How Private Banks (Not Government) Create Money
Australian economist Steve Keen (author of Debunking Economics) has an excellent 2009 article on his Debtwatch site explaining how Fractional Reserving Banking (FSB) supposedly works. The major premise of the article is that true FSB only exists in the minds of academic economists. Keen begins with a quote from Karl Marx (and a prominent photo) that was featured in a January 2009 article Investors Shortchanged in the Sydney Morning Herald:
“The credit system, which has its focus in the so-called national banks and the big money-lenders and usurers surrounding them, constitutes enormous centralisation, and gives this class of parasites the fabulous power, not only to periodically despoil industrial capitalists, but also to interfere in actual production in a most dangerous manner— and this gang knows nothing about production and has nothing to do with it.” (Das Kapital, Volume 3, chapter 33).
Although Marx was totally off base in predicting the imminent downfall of capitalism, he sure got it right about banks.
The Fiction of Fractional Reserve Banking
In the academic model of Fractional Reserve Banking, a retail bank establishes reserves (with depositors’ money and funds borrowed from the Federal Reserve). They then create $90 in new money for every $10 they hold in reserve. Only it never works this way in real life. The Federal Reserve has abolished reserve requirements for business loans, and the 10% reserve requirement for personal loans is full of loopholes.
Keen’s article goes on to present M0/M1 and M2 data showing that what academic economists are calling Fractional Reserve Banking is actually a Pure Credit Monetary System. In other words, private banks are totally free to issue as much money, in the form of new loans, as they choose.

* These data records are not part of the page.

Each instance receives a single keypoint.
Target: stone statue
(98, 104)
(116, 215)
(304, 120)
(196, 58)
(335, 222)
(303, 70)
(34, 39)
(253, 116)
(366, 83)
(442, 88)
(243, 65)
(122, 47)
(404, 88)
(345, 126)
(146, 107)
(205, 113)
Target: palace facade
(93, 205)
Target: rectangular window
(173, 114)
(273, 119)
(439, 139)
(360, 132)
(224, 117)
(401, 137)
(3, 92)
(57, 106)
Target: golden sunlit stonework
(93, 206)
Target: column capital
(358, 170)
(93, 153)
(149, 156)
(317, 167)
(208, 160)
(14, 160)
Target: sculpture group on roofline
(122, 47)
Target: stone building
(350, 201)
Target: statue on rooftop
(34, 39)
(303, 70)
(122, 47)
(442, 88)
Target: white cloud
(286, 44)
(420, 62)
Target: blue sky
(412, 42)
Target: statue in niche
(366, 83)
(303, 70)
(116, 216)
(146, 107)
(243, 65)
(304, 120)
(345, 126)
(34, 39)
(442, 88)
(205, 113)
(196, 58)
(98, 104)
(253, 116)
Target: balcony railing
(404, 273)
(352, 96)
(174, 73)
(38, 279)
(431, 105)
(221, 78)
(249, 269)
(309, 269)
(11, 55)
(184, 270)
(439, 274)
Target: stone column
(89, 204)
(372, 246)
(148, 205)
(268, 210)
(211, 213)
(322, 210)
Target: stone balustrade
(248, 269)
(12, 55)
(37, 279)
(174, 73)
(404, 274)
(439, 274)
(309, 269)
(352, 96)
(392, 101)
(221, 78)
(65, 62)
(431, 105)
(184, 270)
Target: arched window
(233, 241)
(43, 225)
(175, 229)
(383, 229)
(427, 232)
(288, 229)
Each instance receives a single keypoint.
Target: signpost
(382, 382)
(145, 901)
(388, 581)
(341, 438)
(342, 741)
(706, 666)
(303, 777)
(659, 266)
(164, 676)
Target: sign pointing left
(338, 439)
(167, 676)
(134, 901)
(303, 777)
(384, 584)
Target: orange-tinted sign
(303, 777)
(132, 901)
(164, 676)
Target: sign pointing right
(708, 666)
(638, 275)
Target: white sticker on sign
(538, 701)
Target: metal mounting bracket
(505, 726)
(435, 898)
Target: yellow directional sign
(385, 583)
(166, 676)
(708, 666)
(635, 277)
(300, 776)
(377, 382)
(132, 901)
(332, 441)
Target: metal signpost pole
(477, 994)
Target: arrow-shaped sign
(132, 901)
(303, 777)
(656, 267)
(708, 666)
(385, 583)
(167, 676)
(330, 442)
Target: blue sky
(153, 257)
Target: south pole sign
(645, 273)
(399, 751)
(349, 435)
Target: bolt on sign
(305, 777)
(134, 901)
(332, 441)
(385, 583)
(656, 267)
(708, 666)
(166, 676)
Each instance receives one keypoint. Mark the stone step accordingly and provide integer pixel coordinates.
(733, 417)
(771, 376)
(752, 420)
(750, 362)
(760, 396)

M0 (sometimes called M1) refers to the Base Money or fiat money created by the Federal Reserve. M2 refers to M0 plus new money created by banks as loans. The ratio of M2/M0 is called the “money multiplier” ratio.
What Keen’s graphs show is that credit money (M2) is created first and M0 or fiat money (the reserves to cover it) is created up to a year later. In a true FRB system, M0 or Base Money would increase first, and M2 would follow as banks issue new money based on their reserves. The other major problem is that combined public and private debt greatly exceeds M2. Under a true FRB system, total debt could never exceed the amount of fiat and bank money created.
Why Quantitative Easing Won’t Work
Keen’s paper also includes an interesting prediction that the Federal Reserve’s quantitative easing (increasing M0 by electronically “printing” $85 billion in new fiat money every month) will be vastly insufficient to bring about economic recovery.
Keen points out that quantitative easing canl have little effect unless the Federal Reserve pumps enough money into the economy to make a dent in the $42 trillion total (public and private) US debt. Deducting compound interest, he reckons $20 trillion would reduce it by about a quarter.
Six years later his predictions about the ineffectiveness of quantitative easing are spot on.